Enhanced Source Configuration¶

Overview¶

As of v0.3.0, grai.build supports both simple string sources (backward compatible) and detailed source configuration for entities and relations.

Simple Source (Backward Compatible)¶

The traditional string format still works:

entity: customer
source: analytics.customers
keys: [customer_id]
properties:
  - name: customer_id
    type: string

grai.build automatically infers the source type:

schema.table → type: table
*.csv → type: csv
*.json → type: json
*.parquet → type: parquet
http://... → type: api

Detailed Source Configuration¶

For more complex scenarios, use the expanded format:

entity: customer
source:
  name: customers
  type: table
  connection: prod_analytics
  db_schema: public
  database: analytics_db
  format: delta
  metadata:
    owner: data-team
    refresh_schedule: "0 0 * * *"
keys: [customer_id]
properties:
  - name: customer_id
    type: string
  - name: name
    type: string

Source Types¶

Supported type values:

database - Database connection
table - Database table or view
csv - CSV file
json - JSON file
parquet - Parquet file
api - REST API endpoint
stream - Data stream (Kafka, Kinesis, etc.)
other - Custom source type

Field Descriptions¶

Field	Type	Description	Example
`name`	string	Source identifier (required)	`customers`, `analytics.customers`
`type`	enum	Source type	`table`, `csv`, `api`
`connection`	string	Connection or data source name	`prod_db`, `s3_bucket`
`db_schema`	string	Database schema name	`public`, `analytics`
`database`	string	Database name	`analytics_db`, `warehouse`
`format`	string	Data format details	`delta`, `iceberg`, `parquet`
`metadata`	dict	Additional custom metadata	`{owner: "team", version: "v2"}`

Examples¶

CSV File¶

entity: product
source:
  name: products.csv
  type: csv
  format: utf-8
  metadata:
    location: s3://my-bucket/data/
keys: [product_id]

API Endpoint¶

entity: order
source:
  name: /api/v1/orders
  type: api
  connection: rest_api
  metadata:
    base_url: https://api.example.com
    auth: bearer_token
keys: [order_id]

Database Table with Schema¶

entity: transaction
source:
  name: transactions
  type: table
  database: financial_db
  db_schema: public
  connection: prod_postgres
  metadata:
    partitioned_by: date
keys: [transaction_id]

Kafka Stream¶

entity: event
source:
  name: user-events
  type: stream
  connection: kafka_prod
  metadata:
    topic: user.events.v1
    consumer_group: grai-consumer
keys: [event_id]

Benefits¶

Better Documentation - Clear indication of source type and location
Multiple Connections - Support for different environments (dev, staging, prod)
Metadata Tracking - Store ownership, refresh schedules, and custom info
Type Safety - Explicit source types prevent confusion
Tooling Integration - Easier integration with data catalogs and lineage tools

Migration Guide¶

Existing YAML files with simple string sources continue to work without changes.
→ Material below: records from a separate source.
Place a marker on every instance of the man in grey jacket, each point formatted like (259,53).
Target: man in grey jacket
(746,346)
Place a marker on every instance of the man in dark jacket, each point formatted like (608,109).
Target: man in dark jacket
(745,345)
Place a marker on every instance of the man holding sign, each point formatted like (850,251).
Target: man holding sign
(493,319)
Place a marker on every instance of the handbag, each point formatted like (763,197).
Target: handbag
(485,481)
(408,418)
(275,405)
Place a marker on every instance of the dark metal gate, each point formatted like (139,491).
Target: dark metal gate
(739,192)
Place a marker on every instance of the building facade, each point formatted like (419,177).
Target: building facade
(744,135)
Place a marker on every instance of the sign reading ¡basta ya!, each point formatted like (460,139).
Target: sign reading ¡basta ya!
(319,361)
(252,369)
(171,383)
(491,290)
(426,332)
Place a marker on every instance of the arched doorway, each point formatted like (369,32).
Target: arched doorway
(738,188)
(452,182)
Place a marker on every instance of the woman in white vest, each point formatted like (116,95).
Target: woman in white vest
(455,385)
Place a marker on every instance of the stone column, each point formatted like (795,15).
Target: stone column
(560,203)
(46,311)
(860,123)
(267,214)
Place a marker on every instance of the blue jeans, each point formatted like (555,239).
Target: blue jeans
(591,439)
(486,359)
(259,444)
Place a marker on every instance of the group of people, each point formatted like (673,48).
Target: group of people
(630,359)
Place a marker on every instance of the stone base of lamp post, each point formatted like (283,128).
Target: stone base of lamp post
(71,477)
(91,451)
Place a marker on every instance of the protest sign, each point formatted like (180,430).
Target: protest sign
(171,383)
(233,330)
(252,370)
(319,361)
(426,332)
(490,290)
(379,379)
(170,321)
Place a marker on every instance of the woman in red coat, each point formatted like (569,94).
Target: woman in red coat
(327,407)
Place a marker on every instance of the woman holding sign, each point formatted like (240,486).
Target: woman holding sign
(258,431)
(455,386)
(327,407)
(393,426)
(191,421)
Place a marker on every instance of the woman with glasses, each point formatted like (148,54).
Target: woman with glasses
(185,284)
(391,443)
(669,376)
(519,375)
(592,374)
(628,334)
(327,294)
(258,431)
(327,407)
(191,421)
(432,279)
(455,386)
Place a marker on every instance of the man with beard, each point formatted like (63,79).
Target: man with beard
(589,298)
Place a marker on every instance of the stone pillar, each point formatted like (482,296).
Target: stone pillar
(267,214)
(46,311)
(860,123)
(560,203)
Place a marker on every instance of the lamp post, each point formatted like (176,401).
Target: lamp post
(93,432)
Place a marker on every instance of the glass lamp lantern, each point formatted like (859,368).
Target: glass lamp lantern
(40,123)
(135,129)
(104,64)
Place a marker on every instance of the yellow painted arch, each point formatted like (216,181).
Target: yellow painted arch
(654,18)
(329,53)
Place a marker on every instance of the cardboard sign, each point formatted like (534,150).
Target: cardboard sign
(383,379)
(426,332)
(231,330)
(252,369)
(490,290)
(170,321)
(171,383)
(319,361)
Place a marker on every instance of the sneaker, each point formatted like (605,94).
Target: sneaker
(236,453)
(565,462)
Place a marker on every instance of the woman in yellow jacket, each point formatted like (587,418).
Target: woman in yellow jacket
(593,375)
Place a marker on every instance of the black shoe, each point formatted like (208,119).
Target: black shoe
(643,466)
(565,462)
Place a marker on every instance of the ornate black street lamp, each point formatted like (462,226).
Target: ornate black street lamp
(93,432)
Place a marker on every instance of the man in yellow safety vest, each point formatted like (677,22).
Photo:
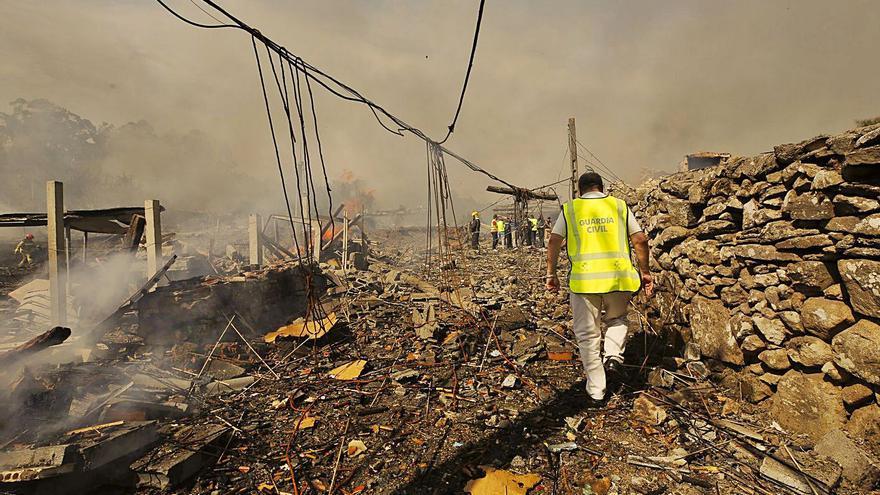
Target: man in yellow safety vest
(502,232)
(599,230)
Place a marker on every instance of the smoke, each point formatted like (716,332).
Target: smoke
(647,81)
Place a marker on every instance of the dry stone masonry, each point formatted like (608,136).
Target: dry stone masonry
(770,266)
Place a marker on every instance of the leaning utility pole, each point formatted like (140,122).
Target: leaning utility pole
(572,153)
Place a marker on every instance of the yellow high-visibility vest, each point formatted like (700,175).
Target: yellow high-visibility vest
(598,246)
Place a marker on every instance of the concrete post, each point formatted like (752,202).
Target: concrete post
(153,234)
(345,241)
(57,253)
(255,244)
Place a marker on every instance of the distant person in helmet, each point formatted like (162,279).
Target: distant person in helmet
(25,249)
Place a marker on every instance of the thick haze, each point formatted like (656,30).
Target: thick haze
(647,81)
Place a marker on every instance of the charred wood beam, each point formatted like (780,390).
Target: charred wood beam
(54,336)
(135,233)
(522,193)
(101,328)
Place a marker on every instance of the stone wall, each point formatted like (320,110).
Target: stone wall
(770,265)
(195,310)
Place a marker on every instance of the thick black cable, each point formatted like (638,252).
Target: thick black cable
(321,157)
(274,139)
(467,75)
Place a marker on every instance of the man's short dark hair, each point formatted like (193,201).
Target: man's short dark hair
(589,180)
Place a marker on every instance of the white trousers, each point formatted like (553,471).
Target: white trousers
(588,310)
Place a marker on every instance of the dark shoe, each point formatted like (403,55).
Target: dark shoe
(613,375)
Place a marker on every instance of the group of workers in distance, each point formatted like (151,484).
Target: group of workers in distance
(508,234)
(25,249)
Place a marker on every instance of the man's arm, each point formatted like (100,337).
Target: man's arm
(553,249)
(639,242)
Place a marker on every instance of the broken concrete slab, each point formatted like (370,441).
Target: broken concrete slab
(191,449)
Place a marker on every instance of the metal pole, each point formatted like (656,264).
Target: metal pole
(153,233)
(255,244)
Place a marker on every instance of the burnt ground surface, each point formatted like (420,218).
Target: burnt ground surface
(432,413)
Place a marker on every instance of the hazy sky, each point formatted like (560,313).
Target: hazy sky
(648,81)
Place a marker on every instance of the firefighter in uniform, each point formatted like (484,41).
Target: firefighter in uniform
(599,231)
(533,231)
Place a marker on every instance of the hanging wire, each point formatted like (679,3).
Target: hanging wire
(330,83)
(467,75)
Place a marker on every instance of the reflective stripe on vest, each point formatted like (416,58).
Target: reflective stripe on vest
(598,246)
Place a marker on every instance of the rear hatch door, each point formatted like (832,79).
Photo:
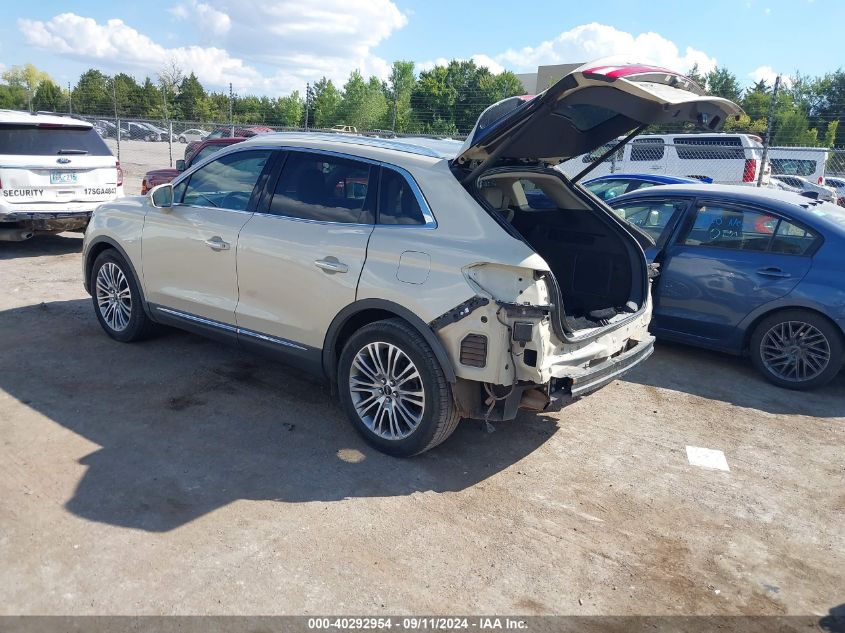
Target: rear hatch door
(592,105)
(55,163)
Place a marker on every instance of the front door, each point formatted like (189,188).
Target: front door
(300,258)
(727,261)
(188,250)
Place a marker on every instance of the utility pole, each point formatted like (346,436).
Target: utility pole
(768,138)
(307,103)
(116,120)
(231,111)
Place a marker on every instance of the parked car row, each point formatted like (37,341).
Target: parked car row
(429,281)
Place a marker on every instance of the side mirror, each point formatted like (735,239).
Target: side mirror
(161,197)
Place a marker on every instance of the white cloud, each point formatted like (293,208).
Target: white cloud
(593,41)
(769,75)
(120,45)
(298,42)
(206,17)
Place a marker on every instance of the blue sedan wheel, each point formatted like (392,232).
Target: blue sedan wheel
(797,349)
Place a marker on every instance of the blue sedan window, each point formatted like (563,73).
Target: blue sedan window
(731,227)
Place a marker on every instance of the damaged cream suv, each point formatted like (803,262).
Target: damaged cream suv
(426,282)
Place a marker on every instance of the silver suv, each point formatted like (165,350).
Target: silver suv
(426,281)
(54,171)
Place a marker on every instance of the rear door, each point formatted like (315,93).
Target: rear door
(727,260)
(45,166)
(300,257)
(188,261)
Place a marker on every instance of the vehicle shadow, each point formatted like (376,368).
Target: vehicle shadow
(187,425)
(733,379)
(42,245)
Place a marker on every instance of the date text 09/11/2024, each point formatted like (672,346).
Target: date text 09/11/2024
(418,623)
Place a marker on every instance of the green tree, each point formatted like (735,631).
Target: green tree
(191,99)
(694,73)
(13,97)
(723,83)
(398,93)
(126,90)
(49,97)
(92,94)
(289,111)
(326,104)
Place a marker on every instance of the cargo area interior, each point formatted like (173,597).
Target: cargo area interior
(591,259)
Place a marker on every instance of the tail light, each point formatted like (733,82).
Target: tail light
(750,170)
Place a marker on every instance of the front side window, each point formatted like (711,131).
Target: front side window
(731,227)
(397,202)
(227,182)
(652,216)
(325,188)
(608,189)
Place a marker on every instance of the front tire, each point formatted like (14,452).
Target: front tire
(394,391)
(797,349)
(117,299)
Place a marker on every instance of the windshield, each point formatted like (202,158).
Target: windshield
(28,140)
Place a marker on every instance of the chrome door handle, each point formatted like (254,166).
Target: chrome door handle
(216,243)
(331,265)
(773,272)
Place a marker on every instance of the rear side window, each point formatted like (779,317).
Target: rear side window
(28,140)
(324,188)
(731,227)
(709,148)
(647,149)
(792,166)
(791,239)
(227,182)
(397,202)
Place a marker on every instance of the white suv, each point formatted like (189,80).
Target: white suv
(54,171)
(413,276)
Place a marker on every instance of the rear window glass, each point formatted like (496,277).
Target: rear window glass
(27,140)
(709,148)
(793,166)
(583,116)
(647,149)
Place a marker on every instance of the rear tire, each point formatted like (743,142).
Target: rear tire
(797,349)
(394,391)
(118,302)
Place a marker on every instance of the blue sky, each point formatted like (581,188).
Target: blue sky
(273,47)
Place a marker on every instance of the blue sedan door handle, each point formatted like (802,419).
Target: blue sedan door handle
(773,271)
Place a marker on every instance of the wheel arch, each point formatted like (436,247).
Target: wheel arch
(755,320)
(99,245)
(366,311)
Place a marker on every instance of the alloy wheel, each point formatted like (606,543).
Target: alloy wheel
(795,351)
(387,390)
(114,298)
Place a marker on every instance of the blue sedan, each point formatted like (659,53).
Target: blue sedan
(615,185)
(748,271)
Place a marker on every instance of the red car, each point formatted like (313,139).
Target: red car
(201,150)
(225,131)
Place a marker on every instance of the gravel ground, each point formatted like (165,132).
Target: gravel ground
(182,476)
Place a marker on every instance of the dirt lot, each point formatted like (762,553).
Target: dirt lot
(182,476)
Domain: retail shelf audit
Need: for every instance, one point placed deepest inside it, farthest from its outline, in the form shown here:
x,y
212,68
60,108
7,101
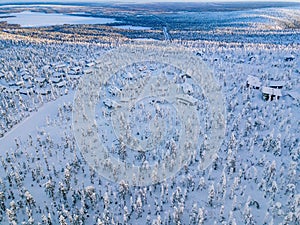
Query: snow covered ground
x,y
45,179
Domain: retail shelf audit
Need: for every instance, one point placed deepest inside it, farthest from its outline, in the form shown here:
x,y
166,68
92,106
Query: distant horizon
x,y
143,1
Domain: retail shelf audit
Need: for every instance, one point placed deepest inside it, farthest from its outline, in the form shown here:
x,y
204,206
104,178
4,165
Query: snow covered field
x,y
253,179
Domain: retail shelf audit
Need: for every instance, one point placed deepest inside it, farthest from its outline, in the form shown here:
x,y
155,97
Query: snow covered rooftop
x,y
277,84
294,94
To migrate to the enhanced format:

Before:

source: analytics.customers

After:

source:
  name: customers
  type: table
  db_schema: analytics
  database: warehouse

Usage in Code¶

The Python API automatically handles both formats:

from grai.core.models import Entity

# Simple string (auto-converted)
entity1 = Entity(
    entity="customer",
    source="analytics.customers",
    keys=["customer_id"],
    properties=[]
)

# Get source name
print(entity1.get_source_name())  # "analytics.customers"

# Get full config
config = entity1.get_source_config()
print(config.type)  # SourceType.TABLE (inferred)

# Detailed config
entity2 = Entity(
    entity="customer",
    source={
        "name": "customers",
        "type": "table",
        "db_schema": "analytics"
    },
    keys=["customer_id"],
    properties=[]
)

Graph IR Export¶

The enhanced source configuration is fully exported in the Graph IR (JSON):

{
  "entities": [
    {
      "name": "customer",
      "source": {
        "name": "customers",
        "type": "table",
        "connection": "prod_db",
        "schema": "analytics",
        "database": "warehouse",
        "format": null,
        "metadata": {}
      },
      "keys": ["customer_id"]
    }
  ]
}

This makes it easy to integrate with data catalogs, lineage tools, and other metadata systems.